Pero en realidad el actor a cargo de este personaje está más allá de la imagen estereotipada que hay del ser hombre y no lo pasa mal con eso. Porque pese a su 1,93 metros de estatura y contextura fornida, Jason Momoa está en otra.

Tal como aseguró en una entrevista a la revista InStyle, donde sorprendió utilizando ropa donde el color que primaba era el rosado, al que calificó como un color hermoso y tras eso dijo: «Estoy bastante seguro de mi masculinidad. Realmente no me importa una mierda lo que piensen los demás».

¿Pero por qué el rosado es asociado con ser «femenino»?

Hay algo que poco se sabe. Que la idea de que el rosado es para niñas y el azul para niños es reciente. De hecho, antes de la segunda guerra mundial, el rosado era asociado con la masculinidad, porque parecía algo así como un rojo aguado, relacionado con la sangre.

Según la historiadora Jo Paoletti, en Europa no siempre ambos colores eran asociados con un género u otro. ¿Qué hizo el cambio entonces?.

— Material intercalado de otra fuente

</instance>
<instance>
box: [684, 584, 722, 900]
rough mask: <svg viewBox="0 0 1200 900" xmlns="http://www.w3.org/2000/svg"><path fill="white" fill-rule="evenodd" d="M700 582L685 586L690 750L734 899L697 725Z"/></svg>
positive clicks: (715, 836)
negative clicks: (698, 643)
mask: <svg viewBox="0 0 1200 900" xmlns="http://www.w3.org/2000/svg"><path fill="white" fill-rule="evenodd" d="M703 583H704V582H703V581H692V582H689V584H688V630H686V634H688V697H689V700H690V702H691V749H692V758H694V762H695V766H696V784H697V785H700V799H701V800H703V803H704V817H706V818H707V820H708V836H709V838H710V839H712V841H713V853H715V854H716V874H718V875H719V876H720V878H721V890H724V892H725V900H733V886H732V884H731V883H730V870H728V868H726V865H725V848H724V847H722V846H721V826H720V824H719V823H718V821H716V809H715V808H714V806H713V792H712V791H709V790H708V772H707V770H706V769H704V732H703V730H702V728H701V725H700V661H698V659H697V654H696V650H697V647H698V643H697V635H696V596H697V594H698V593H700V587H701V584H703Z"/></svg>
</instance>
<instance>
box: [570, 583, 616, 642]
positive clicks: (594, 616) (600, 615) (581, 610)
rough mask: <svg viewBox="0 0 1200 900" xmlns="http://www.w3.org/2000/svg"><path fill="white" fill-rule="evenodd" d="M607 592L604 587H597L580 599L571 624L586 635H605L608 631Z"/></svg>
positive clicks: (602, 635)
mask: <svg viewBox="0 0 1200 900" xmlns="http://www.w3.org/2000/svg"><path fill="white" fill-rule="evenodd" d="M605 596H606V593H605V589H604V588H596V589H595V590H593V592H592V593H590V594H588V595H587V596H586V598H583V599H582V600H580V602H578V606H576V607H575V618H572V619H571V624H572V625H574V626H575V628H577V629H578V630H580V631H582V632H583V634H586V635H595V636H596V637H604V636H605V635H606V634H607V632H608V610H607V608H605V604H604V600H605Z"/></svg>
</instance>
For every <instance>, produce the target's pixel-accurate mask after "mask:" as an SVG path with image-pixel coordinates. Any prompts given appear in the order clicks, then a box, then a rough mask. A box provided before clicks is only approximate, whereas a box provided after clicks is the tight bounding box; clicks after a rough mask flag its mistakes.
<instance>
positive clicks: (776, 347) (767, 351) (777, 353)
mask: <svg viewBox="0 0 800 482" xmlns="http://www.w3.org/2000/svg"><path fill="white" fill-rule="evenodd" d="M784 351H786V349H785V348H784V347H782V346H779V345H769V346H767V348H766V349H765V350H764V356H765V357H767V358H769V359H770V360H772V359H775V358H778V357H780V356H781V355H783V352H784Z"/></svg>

Fueron los nazis quienes durante la guerra identificaron al rosa con los prisioneros homosexuales, que eran identificados con una insignia parecida a un triángulo rosado con el vértice hacia abajo.

Desde ese entonces, se masificó la creencia de que el azul identifica a lo masculino y el rosado a lo femenino.

¿Ves? Finalmente parece que el género no está determinado por un color o una forma de vestir, si no que por una manera de sentirse con uno mismo.